The reported correlation between ROS and apoptosis is generally attributed to the soluble Zn2+ fraction. However, our results demonstrate that zinc acetate led to increased ROS formation only at high concentrations and did not induce apoptosis at all. Thus, the observed apoptotic activity of ZnO particles is mainly related to the particulate fraction. Similar particle-induced effects have been observed by Seong and Lee where enhanced DNA fragmentation and mitochondrial dysfunction were induced by non-soluble gold nanoparticles (30 nm) in the absence of an oxidative stress response (Seong and Lee 2018).
In general, toxic ions released by soluble particles in the acidic environment of lysosomes can accumulate in these organelles and may cause lysosome destabilization and inflammation (Donaldson et al. 2013). In contrast, our results suggest that the examined ZnO particles have immunosuppressive properties. Similar to our findings, Kim et al. reported immunosuppressive effects in vitro (RAW264.7 cells) and in vivo (C57BL/6 mice) for spherical ZnO nanoparticles (30–90 nm) (Kim et al. 2014). In an inhalation study of Adamcakova-Dodd et al. in C57Bl/6 mice, ZnO nanoparticles (10–30 nm) induced only minimal pulmonary inflammation or lung histopathological changes (Adamcakova-Dodd et al. 2014).

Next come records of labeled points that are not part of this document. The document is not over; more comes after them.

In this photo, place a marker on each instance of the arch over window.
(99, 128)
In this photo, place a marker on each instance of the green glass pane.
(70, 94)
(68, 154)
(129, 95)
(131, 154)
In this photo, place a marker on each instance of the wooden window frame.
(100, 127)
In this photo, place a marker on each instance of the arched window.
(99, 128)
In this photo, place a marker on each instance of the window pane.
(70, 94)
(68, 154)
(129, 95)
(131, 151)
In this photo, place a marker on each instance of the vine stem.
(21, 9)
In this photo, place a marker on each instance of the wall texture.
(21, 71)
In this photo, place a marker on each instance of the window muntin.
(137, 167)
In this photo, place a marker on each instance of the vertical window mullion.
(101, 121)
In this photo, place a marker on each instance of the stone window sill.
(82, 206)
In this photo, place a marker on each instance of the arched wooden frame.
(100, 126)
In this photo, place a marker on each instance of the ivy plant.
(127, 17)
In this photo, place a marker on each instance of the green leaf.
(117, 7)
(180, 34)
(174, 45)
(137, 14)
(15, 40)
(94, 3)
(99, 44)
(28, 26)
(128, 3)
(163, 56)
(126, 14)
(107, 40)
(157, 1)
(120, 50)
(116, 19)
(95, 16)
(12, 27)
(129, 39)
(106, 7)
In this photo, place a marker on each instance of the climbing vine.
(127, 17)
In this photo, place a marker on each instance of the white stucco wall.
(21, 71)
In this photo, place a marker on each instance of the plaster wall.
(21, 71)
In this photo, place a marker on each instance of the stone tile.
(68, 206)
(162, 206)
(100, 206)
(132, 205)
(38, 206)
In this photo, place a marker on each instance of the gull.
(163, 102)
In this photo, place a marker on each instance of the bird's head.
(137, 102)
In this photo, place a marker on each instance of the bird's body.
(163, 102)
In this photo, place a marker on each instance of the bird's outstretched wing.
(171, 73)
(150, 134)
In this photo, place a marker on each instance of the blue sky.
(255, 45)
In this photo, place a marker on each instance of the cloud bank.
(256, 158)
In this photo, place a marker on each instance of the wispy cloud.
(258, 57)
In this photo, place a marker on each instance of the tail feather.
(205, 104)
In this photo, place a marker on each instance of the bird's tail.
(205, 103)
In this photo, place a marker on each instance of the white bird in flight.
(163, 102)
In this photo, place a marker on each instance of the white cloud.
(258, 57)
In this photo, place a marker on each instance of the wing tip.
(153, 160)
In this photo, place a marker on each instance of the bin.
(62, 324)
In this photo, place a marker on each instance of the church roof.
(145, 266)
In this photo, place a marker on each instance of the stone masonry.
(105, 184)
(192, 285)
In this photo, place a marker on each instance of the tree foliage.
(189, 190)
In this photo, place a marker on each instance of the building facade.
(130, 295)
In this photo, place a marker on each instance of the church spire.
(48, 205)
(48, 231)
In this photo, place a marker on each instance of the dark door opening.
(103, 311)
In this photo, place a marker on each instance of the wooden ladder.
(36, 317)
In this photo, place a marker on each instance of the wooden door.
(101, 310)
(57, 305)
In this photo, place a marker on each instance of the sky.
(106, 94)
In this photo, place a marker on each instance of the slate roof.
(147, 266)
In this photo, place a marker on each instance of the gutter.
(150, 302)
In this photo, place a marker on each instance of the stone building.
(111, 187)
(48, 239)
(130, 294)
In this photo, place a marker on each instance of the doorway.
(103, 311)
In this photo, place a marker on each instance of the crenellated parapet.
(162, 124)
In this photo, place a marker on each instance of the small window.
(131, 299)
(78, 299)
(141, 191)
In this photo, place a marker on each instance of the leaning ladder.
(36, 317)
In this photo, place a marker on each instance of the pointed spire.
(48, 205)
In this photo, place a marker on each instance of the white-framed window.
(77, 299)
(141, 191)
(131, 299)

Table 4 summarizes all cell-biological data described above. It is clear that there is no easy way to bring the effects into a consistent order, indicating a multifactorial network of mechanisms which regulates the biological response to zinc oxide nanoparticles. As the cellular actions of zinc ions are manifold due to the multitude of zin ion-binding proteins (Colvin et al. 2010), it is no surprise that the effects of zinc ions after particle uptake and dissolution are complex.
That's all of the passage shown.